Millennial-scale Denudation Rates of the Santa Lucia Mountains, CA: Implications for Landscape Thresholds from a Steep, High Relief, Coastal Mountain Range

Abstract:

We report new, 10-Be-derived denudation rates measured from river sands in basins of the Santa Lucia Range, central California. The Santa Lucia Mountains of the California Coast Range are an asymmetrical northwest-southeast trending range bounded by the San Gregorio-Hosgri (SG-HFZ ) and Rinconada-Reliz faults. This area provides an additional opportunity to analyze the relationships between topographic form, denudation rates, and mapped underlying geologic substrate in an actively deforming landscape.

Analysis of in situ-produced 10-Be from alluvial sand samples collected in the Santa Lucia Mountains has yielded measurements of spatially varying basin-scale denudation rates. Despite the impressive relief of the Santa Lucia’s, denudation rates within catchments draining the coastal side of the range are uniformly low, generally varying between ~90 m/Myr and ~350 m/Myr, with one basin eroding at ~500 m/Myr. Preliminary data suggest the lowest erosion rates are located within the northern interior of the range in sedimentary and granitic lithologies, while higher rates are located directly along the coast in metasedimentary bedrock. This overall trend is punctuated by a single high denudation rate, which is hosted by a watershed whose geometry suggests that it previously has, and continues to experience divide migration as it captures the adjacent watershed’s area.
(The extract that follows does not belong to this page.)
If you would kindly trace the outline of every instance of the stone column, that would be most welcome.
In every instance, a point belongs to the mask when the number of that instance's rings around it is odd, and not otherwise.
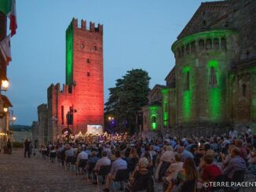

Spatial distribution of basins with higher denudation rates is inferred to indicate a zone of uplift adjacent to the SG-HFZ. We compare erosion rates to basin mean channel steepness index, extracted from a 10 m digital elevation model. Denudation rate generally increases with channel steepness index until ~250 m/Myr, at which point the relationship becomes invariant, suggesting a non-linear erosion model may best characterize this region. These hypotheses will be tested further as additional denudation rate results are analyzed.